Wisconsin Spring Creek Terrestrials

In my estimation, this is the best fishing Wisconsin's spring creeks have to offer. Wisconsin's "Coulee Country" is tailor made for terrestrial fishing. The large pastures, prairies and wooded riparian areas combined with narrow streams are ideal for terrestrial fishing. You can bet that these spring creek fish are always watching the bank areas for unlucky terrestrial insects.

Besides the hopper fishin' that everyone looks forward to, crickets, ants, and beetles are all of major importance. Most of these "hatches" occur in June and later when many trout anglers have already called it a season. Foam seems to be a reoccurring theme in my personal terrestrial fly tying and I have had great luck with these patterns. Terrestrials are often best fished during the middle of the day when nothing seems to behatching.


Ants come in many sizes and colors and are probably the most consistent of the terrestrials.
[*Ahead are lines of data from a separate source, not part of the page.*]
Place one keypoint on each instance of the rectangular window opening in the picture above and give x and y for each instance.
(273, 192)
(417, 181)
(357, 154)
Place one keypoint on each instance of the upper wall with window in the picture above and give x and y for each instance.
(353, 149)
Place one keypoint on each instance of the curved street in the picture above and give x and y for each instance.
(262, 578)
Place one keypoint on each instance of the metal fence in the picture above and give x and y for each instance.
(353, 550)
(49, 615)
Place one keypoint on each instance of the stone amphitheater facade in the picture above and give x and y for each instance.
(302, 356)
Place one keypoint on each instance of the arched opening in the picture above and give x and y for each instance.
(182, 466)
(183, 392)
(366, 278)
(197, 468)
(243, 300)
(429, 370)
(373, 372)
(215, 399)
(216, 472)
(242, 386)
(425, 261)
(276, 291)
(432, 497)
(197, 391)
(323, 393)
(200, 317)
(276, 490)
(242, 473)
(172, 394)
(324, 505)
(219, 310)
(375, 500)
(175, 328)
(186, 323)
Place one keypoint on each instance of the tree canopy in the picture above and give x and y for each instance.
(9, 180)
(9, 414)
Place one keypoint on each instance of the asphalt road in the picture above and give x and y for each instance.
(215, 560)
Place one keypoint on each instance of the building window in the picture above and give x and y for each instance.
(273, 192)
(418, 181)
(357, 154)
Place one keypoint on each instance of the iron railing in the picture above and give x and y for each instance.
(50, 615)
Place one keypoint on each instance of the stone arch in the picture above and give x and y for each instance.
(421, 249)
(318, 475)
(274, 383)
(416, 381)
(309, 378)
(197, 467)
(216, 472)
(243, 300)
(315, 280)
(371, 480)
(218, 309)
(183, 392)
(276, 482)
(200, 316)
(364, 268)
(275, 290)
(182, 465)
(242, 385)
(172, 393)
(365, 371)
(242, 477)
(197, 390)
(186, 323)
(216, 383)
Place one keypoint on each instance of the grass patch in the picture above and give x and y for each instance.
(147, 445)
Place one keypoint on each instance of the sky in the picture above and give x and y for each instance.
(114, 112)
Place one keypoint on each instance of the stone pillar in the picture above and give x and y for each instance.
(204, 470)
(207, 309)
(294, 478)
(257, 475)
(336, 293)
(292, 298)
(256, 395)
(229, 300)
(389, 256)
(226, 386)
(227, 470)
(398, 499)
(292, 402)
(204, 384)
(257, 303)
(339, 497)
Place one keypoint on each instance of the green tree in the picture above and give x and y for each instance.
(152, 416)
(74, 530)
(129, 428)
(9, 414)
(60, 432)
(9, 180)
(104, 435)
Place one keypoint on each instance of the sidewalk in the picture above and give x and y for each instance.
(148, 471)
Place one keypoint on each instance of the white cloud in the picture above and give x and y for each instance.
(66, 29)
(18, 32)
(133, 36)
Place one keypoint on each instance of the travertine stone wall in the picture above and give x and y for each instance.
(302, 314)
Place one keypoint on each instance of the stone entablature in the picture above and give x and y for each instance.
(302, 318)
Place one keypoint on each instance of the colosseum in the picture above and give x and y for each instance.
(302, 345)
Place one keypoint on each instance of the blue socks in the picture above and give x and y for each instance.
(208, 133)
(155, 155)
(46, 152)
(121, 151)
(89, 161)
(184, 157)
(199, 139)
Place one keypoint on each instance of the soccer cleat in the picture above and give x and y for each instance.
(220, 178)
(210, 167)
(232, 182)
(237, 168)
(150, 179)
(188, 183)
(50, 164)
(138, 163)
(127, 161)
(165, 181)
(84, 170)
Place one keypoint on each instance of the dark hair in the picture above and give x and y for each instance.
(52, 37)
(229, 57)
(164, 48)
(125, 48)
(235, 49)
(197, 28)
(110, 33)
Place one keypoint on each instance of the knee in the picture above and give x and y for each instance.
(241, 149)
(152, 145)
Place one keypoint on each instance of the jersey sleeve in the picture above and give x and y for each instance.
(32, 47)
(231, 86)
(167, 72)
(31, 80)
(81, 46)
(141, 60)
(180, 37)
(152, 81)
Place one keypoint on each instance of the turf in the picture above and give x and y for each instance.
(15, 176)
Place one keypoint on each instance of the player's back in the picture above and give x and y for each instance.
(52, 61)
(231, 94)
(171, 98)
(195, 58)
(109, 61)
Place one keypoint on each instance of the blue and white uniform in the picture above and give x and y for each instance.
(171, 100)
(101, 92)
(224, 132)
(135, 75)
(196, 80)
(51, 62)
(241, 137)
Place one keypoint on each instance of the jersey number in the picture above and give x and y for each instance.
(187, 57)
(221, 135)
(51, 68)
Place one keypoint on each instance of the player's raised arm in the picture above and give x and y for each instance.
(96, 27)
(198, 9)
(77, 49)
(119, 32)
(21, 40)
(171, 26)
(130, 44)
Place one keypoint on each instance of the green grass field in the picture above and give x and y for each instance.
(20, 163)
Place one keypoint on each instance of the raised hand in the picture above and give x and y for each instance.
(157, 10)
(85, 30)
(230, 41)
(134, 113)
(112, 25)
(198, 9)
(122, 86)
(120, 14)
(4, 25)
Expect fish to take them slowly and confidently, requiring you to keep a perceptive eye on your fly. My most effective ant patterns are either dubbed patterns with black or grizzly hackle legs or foam patterns with kelvar thread for legs. Whatever pattern you use, expect it to be hard to see on the water. Greasing your leader to within a foot or two of you fly may help you detect the subtle strikes that trout often make when ants are the fare. Ants are also effective when there is a heavy hatch that you can't imitate or fish are difficult to catch. It seems that fish have a hard time resisting a well presented ant. Ants are best fished in sizes from 12 down to 24. I tend to prefer the smaller sizes, particularly #16-22.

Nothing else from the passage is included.